Fearing possible assassination by German agents, the cartoonist signed a long-term contract with a foreign newspaper and made plans to relocate his family to England in late December, 1915. According to the British press, Raemaekers’ wife received anonymous postcards warning her that their ship would most certainly be torpedoed in the North Sea, but the family landed safely in England. The cartoonist’s new English editors made the Dutchman feel most welcome and helped arrange an exhibition of 150 of his drawings in a London gallery. Publicized by The Times, the exhibition in the capital drew large crowds for a full five months and afterwards toured several other great cities in the British Isles before being shipped off and exhibited in Paris. Recognizing the propaganda value of Raemaekers’ illustrations, the British War Propaganda Bureau also courted the cartoonist and negotiated the reprinting of many of his images in cheap, widely circulating pamphlets, war relief posters, postcards, and other publications.

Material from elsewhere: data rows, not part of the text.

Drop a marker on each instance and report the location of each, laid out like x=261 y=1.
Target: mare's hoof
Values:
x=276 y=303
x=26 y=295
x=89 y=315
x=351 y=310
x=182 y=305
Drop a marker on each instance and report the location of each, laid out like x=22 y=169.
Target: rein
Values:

MY SON, GO AND FIGHT FOR YOUR MOTHERLAND

In an effort to draw Americans out of neutrality and into the war, in July, 1917, British authorities arranged a lecture tour for Raemaekers in the United States. During that visit, the artist signed a contract for syndication with the Hearst Press and by October more than 2,000 newspapers and magazines on both sides of the Atlantic were publishing his cartoons with a circulation of over 300,000,000.

 

MURDER ON THE HIGH SEAS ; THE LUSITANIA: HEROD’S NIGHTMARE

Between August 1914 and the signing of the armistice in 1918 Raemaekers had produced more than 1,000 cartoons critical of the German aggressors. Hundreds of his original cartoons were republished during and soon after the war in a couple of hefty volumes available in our own library collection: The century edition de luxe of Raemaekers’ war cartoons edited by J. Murray Allison with a foreword by Theodore Roosevelt (1917) and The Great War victory album (1919).

 

THANK GOD FOR MERRY ENGLAND   ;   FRANCE’S DAY, 1919

After the war, Raemaekers returned to producing more conventional cartoons, drawing more than 1,000 Flippie Flink illustrations for the Dutch Telegraf. Although he remained politically active and was critical of Italian fascism and German Nazism in the 1930s, he retired in 1941 and quietly returned to the Netherlands to live out the last years of his life.

~ by "The Chief" on May 20, 2011.

One Response to “WOLFSONIAN ARTIST PROFILE: LOUIS RAEMAEKERS (1869-1956)”

  1. Looks like a very intersting presentation. Wished i could attend it too. Are very much interested in Raemaekers work.The best made, from allied perspective,during WW1.